Given a message $m$, the sender outputs $c$ where
\[t \leftarrow S(k_2, m), \quad c \leftarrow E(k_1, m\parallel t).\]Decryption is done by $(m, t) \leftarrow D(k_1, c)$ and then verifying the tag with $V(k_2, m, t)$.
This is not secure either. It is known that the attacker can decrypt all traffic using a chosen ciphertext attack. (padding oracle attacks) Check Section 9.4.2.1
Encrypt-then-MAC (EtM)
In Encrypt-then-MAC, the encrypted message is signed, and is known to be secure in general.

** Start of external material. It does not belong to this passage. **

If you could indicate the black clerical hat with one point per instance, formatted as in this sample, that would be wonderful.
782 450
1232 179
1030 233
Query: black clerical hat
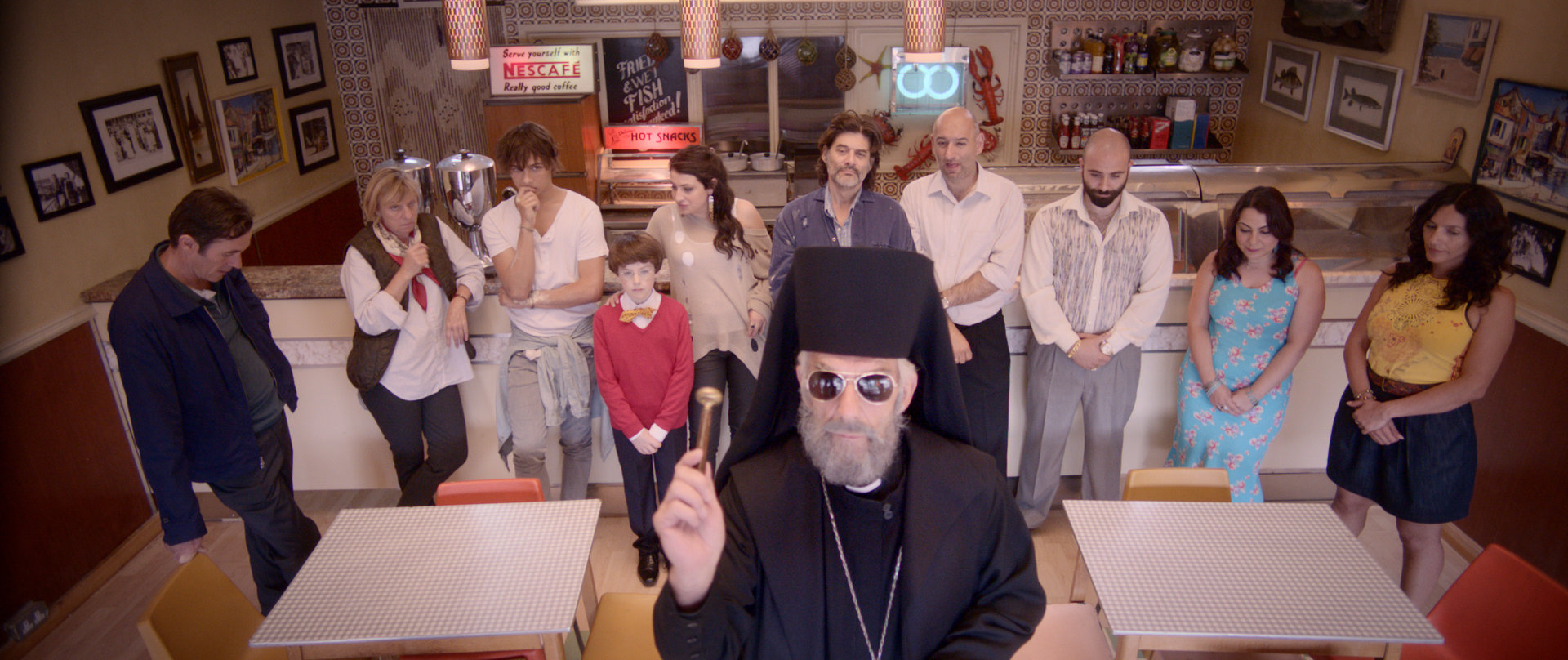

Given a message $m$, the sender outputs $(c, t)$ where
\[c \leftarrow E(k_1, m), \quad t \leftarrow S(k_2, c).\]Decryption is done by returning $D(k_1, c)$ only if verification $V(k_2, c, t)$ succeeds.
Theorem. Let $\mathcal{E} = (E, D)$ be a cipher and let $\Pi = (S, V)$ be a MAC system. If $\mathcal{E}$ is CPA secure cipher and $\Pi$ is a strongly secure MAC, then $\mathcal{E}_\mathrm{EtM}$ is AE secure.
For every efficient CI adversary $\mathcal{A} _ \mathrm{CI}$ attacking $\mathcal{E} _ \mathrm{EtM}$, there exists an efficient MAC adversary $\mathcal{B} _ \mathrm{MAC}$ attacking $\Pi$ such that
\[\mathrm{Adv}_{\mathrm{CI}}[\mathcal{A}_\mathrm{CI}, \mathcal{E}_\mathrm{EtM}] = \mathrm{Adv}_{\mathrm{MAC}}[\mathcal{B}_\mathrm{MAC}, \Pi].\]For every efficient CPA adversary $\mathcal{A} _ \mathrm{CPA}$ attacking $\mathcal{E} _ \mathrm{EtM}$, there exists an efficient CPA adversary $\mathcal{B} _ \mathrm{MAC}$ attacking $\mathcal{E}$ such that
\[\mathrm{Adv}_{\mathrm{CPA}}[\mathcal{A}_\mathrm{CPA}, \mathcal{E}_\mathrm{EtM}] = \mathrm{Adv}_{\mathrm{CPA}}[\mathcal{B}_\mathrm{CPA}, \mathcal{E}].\]
Proof. See Theorem 9.2.1
Remark. In the definition of strongly secure MACs, forging a new tag with the same ciphertext is admitted as a successful attack. Considering EtM construction, the attacker could construct a new valid tag and win the CI game if it was not for the strongly secure MAC definition.
Common Mistakes in EtM Implementation
- Do not use the same key for $\mathcal{E}$ and $\Pi$. The security proof above relies on the fact that the two keys $k_1, k_2 \in \mathcal{K}$ were chosen independently. See Exercise 9.8.1
- MAC must be applied to the full ciphertext. For example, if IV is not protected by the MAC, the attacker can create a new valid ciphertext by changing the IV.